Priscillia Grubo: Breadwinners

Die Ausstellung Breadwinners bildet Auftakt und Rahmen zu unserem Themenschwerpunkt "Geld & Gleichstellung".

Priscillia Grubo interviewte und fotografierte Frauen, die mehr als ihr männlicher Partner verdienen oder verdient haben. Die Idee für dieses Projekt entstand durch die Entdeckung eines Artikels, der eine Studie kommentierte und unter anderem zu dem Ergebnis kam: "A married woman earning more increases the probability of unhappiness in her union."

Aus den Erzählungen der sogenannten "Familienernährerinnen" entstanden neben Texten Fotografien und Videos, die sich mit Themen wie Mental Load, dem Wirtschaften von Paaren und dem Aushandeln der Elternzeit beschäftigen.
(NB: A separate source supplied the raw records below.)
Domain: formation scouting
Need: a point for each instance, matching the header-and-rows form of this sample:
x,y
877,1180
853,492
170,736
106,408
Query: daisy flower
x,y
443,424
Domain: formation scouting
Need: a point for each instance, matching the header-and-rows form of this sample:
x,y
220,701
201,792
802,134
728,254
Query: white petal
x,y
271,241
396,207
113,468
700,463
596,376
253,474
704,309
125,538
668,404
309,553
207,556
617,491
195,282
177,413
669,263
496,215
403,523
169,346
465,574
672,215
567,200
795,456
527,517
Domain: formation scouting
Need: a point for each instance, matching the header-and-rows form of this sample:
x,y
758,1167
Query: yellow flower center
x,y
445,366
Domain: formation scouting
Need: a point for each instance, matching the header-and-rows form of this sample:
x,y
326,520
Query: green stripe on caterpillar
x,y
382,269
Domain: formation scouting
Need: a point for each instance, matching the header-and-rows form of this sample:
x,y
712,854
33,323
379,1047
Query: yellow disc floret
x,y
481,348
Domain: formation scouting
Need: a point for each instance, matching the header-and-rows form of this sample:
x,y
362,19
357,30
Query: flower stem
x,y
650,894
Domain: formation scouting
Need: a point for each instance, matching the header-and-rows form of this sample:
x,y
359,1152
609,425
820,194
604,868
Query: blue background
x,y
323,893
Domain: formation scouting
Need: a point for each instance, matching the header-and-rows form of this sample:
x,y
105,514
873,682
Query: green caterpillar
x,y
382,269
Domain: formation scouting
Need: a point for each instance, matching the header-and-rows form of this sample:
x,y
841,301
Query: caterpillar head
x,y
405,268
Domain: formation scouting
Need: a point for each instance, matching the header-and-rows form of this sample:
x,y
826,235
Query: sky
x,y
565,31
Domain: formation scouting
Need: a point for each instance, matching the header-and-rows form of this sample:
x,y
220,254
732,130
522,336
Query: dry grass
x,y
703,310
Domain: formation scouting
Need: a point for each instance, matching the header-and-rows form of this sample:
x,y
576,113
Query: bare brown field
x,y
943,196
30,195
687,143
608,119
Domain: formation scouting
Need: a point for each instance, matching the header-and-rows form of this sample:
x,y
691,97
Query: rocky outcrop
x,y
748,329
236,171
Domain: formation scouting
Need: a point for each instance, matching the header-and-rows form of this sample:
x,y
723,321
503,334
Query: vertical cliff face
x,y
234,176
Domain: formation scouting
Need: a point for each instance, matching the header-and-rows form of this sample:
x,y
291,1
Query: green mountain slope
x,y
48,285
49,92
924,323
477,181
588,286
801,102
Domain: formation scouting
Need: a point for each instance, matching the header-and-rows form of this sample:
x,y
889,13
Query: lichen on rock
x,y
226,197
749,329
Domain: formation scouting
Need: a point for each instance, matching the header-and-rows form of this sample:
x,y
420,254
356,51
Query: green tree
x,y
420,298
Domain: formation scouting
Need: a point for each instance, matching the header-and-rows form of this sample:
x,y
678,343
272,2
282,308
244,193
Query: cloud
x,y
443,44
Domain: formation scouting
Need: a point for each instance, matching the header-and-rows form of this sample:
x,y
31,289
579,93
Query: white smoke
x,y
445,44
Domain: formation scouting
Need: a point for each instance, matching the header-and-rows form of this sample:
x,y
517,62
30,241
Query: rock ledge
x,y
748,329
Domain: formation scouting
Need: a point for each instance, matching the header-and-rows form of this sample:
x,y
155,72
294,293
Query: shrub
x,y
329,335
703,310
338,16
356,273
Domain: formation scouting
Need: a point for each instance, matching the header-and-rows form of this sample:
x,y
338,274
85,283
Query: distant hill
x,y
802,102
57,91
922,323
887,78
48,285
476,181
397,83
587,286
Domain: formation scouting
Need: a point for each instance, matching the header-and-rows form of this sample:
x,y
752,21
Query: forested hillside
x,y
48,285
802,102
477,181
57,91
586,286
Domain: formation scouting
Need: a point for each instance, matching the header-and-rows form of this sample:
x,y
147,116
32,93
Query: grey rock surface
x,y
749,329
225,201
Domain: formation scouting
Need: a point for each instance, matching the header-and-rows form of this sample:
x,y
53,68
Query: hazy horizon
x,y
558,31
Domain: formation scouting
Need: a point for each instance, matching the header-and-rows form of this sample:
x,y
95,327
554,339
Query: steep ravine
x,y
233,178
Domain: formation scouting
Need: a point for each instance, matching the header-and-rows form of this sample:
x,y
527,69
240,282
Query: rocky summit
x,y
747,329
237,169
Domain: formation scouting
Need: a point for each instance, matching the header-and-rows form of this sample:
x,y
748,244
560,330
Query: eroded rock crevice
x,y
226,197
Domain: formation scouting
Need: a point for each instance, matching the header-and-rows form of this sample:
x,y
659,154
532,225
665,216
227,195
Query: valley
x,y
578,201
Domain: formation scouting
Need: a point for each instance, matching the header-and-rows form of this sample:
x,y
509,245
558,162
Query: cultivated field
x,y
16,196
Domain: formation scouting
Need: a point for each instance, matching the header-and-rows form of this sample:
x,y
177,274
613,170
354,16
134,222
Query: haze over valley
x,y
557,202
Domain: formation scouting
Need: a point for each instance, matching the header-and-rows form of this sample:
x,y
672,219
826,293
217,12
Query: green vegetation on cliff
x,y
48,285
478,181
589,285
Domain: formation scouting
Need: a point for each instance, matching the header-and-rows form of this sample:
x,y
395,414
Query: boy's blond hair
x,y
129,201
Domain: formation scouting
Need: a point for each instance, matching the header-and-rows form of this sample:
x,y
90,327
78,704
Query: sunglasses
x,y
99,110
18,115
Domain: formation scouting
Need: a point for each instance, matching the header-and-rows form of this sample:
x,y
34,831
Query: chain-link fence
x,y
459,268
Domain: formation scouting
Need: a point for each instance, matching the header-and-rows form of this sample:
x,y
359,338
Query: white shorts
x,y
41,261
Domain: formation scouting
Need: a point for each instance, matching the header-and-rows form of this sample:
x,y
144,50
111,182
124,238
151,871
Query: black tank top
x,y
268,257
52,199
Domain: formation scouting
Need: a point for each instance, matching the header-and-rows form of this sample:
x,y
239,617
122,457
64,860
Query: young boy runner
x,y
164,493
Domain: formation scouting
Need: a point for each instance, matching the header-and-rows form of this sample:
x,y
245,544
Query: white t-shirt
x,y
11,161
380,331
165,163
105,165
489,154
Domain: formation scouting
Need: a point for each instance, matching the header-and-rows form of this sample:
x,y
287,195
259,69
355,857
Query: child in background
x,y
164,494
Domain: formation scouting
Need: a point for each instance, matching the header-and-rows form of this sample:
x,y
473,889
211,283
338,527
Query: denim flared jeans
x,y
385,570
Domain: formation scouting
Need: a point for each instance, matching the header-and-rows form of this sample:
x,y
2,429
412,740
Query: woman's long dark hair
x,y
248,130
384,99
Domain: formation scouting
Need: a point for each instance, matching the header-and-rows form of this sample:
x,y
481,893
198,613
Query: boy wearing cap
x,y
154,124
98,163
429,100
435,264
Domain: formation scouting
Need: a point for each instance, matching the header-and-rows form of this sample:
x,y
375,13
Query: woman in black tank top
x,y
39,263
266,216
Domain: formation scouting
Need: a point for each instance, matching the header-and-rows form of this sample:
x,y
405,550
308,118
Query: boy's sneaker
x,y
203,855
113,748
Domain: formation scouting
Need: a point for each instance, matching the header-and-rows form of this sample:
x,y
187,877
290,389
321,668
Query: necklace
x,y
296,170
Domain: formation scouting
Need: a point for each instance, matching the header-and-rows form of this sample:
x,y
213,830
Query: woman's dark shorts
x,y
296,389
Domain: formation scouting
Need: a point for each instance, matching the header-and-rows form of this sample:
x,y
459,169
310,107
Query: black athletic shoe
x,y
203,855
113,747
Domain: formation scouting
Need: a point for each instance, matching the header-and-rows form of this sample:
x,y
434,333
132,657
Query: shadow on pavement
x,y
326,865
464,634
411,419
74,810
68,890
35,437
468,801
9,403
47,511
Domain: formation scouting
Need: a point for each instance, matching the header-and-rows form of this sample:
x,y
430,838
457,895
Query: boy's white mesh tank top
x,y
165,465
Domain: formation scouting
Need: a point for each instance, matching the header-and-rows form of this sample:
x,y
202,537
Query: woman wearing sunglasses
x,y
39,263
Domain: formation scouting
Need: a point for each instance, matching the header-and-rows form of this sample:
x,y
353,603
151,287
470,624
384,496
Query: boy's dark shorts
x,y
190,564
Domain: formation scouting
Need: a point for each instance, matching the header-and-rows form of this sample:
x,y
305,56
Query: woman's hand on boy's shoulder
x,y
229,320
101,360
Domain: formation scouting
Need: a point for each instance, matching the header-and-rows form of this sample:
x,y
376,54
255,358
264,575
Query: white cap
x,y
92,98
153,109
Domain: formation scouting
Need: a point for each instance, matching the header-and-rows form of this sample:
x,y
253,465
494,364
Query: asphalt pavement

Dabei geht es um gesamtgesellschaftliche Fragen, denn es ist bekannt, dass trotz der Anstrengungen Geschlechtergleichheit im Kontext von Lohnarbeit zu erreichen, sich traditionelle Geschlechterrollen gerade innerhalb von Familien und Paarbeziehungen hartnäckig halten. Geld spielt dabei eine zentrale Rolle. Die Auseinandersetzungen um diese Ungleichheiten finden nicht nur in der Öffentlichkeit, sondern vor allem auch im Privaten statt.

Biografie
Die französische Fotografin Priscillia Grubo lebt in München und arbeitet seit einigen Jahren im Bereich der Porträt- und Reportage-Fotografie. In ihren freien Projekten lässt sie sich vom "Schwarzsein" und der weiblichen Erfahrung inspirieren.

 

Programm zur Ausstellungseröffnung
Lecture Performance "Selbst-Schuld-Katapult – Eine künstlerische Auseinandersetzung mit weiblicher Altersarmut": Weibliche Altersarmut ist eine Konsequenz vieler gesellschaftlicher Problemlagen, die an diesem Abend anhand eines Zusammenspiels von Textfragmenten und performativen Interventionen künstlerisch sichtbar gemacht werden. Ausgehend von Interviewmaterial sollen Frauen aus unterschiedlichen Milieus in Form von ethnographischen Portraits eine Stimme bekommen. Das Material wurde im Rahmen eines langjährigen kollektiven Forschungsprojekts (Leitung: Prof. Dr. Irene Götz) unter Mitarbeit der Kulturwissenschaftlerin Dr. des. Alexandra Rau an der LMU München erhoben, die den Abend gemeinsam mit der Künstlerin Maria Berauer inszeniert.
In der Auseinandersetzung mit Altersarmut geht es u.a. um die Frage, welche Affekte damit verbunden sind. Wie fühlt sich Altersarmut an? Wie wirken sich beispielsweise Scham, Schuld oder auch Einsamkeit auf den Alltag Betroffener aus? Die Lecture Performance verdeutlicht nicht nur strukturelle Gemeinsamkeiten betroffener Frauen und will diese körperlich erfahrbar machen, sondern setzt sich auch mit kollektiven Handlungsperspektiven auseinander.
Die Porträts und Textfragmente werden dialogisch von der Autorin Alexandra Rau, der Performerin Sara van der Weck und der Schauspielerin Shirli Volk gelesen sowie von der Künstlerin Maria Berauer körperlich performativ umgesetzt.
Im Anschluss an die Lesung gibt es die Möglichkeit, zusammen ins Gespräch zu kommen und sowohl über die Lecture Performance, eigene Erfahrungen als auch über die Ambivalenzen und Fallstricke politischer Maßnahmen sowie neoliberaler Anrufungen an die Eigenverantwortung zu sprechen.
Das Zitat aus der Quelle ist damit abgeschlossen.